Section 1: Who may Amend
The Board of Directors may adopt amendments to these bylaws with a majority vote of officers and directors attending and voting at Board meetings (either virtual or in person). This procedure does not apply to amendments that would materially and adversely affect the rights of Academy members with respect to voting rights or would change the number of members on the Board of Directors. Amendments of these types require a majority vote by the Board of Directors and subsequent approval by two-thirds of the voting members present and voting at meetings of the membership. Any member of the Academy may propose amendments to these bylaws to the Board of Directors.
Section 1: Robert’s Rules of Order
Whenever appropriate, and unless otherwise provided by these bylaws, Robert’s Rules of Order, as revised, shall govern parliamentary conduct of all meetings.

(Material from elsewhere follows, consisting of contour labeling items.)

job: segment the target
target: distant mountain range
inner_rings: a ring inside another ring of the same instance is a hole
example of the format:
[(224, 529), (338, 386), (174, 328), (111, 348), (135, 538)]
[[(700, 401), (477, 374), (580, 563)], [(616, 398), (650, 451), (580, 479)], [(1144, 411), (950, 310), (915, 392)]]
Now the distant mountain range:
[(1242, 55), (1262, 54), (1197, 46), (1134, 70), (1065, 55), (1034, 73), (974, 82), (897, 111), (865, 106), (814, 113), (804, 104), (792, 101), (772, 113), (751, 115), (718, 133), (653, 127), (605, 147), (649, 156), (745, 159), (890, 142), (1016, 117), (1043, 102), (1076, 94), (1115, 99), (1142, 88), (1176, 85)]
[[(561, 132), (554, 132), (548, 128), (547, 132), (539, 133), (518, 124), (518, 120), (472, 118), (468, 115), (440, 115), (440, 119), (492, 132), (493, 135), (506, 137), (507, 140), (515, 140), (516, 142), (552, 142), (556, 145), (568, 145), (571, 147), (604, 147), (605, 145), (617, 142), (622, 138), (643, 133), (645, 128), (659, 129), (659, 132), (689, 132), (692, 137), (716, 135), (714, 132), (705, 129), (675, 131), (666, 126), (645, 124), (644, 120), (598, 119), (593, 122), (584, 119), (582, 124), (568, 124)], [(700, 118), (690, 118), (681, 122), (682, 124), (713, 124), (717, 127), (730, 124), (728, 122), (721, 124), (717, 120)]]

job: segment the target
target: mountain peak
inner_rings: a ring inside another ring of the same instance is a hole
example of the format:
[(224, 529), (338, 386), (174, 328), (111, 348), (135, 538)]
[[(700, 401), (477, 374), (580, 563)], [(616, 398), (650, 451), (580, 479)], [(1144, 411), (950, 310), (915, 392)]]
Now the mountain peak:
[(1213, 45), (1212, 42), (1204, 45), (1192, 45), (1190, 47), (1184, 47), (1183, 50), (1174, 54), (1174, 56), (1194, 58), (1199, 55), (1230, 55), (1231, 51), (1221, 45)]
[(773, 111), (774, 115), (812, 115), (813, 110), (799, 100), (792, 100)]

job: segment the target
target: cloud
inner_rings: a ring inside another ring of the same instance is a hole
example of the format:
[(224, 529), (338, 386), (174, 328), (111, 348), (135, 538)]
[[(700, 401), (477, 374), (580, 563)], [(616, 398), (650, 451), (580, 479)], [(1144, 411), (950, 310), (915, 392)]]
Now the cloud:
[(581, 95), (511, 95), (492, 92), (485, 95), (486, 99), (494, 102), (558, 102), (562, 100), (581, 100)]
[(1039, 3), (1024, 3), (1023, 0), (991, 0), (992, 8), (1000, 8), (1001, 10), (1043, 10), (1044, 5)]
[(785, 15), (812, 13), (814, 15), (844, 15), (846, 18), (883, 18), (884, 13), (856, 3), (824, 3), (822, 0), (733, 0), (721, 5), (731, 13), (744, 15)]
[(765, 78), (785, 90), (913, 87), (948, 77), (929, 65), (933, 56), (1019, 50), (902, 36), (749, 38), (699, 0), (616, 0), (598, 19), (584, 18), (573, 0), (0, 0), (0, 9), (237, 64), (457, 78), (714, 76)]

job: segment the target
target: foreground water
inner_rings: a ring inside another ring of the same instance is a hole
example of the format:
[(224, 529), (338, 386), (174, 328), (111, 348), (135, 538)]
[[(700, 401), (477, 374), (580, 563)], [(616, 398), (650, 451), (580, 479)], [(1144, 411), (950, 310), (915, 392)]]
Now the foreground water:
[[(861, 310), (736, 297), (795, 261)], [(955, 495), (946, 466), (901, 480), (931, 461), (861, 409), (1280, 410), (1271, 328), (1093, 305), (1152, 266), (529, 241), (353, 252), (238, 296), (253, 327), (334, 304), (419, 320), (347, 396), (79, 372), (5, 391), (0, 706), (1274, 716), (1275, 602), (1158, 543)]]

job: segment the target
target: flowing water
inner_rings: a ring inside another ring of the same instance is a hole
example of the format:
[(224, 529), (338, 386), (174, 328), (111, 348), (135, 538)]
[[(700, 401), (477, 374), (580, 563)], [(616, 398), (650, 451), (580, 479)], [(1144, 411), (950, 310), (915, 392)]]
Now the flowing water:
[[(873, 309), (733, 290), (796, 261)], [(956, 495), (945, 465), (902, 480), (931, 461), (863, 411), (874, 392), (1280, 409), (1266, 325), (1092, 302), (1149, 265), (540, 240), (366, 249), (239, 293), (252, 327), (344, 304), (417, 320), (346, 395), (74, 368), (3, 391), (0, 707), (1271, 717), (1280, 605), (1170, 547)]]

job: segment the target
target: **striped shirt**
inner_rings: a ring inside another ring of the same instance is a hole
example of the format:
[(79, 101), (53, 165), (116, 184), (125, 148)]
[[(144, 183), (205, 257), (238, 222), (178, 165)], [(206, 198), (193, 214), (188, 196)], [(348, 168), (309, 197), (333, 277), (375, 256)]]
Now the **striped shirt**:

Section 1: A Not-for-Profit Organization
The Board of Directors shall have the power to instruct one or more of its members to make application for a suitable charter from an appropriate state or commonwealth, and to take whatever other steps are necessary to comply with laws governing not-for-profit organizations, including the formation of such corporation or other bodies as they deem expedient and desirable. No entity formed shall in any way restrict or diminish the authority of obligations of the Board of Directors as specified in the bylaws.
Section 2: Not-for-Profit Status
The Academy of Financial Services is a qualified 501(c)(6) Organization.
Section 1: Adoptions and Revisions
These bylaws were approved by the Board of Directors of the Academy of Financial Services on October 11, 1994 and revised by the Board of Directors of the Academy on October 14, 2015 and again on March 9, 2020.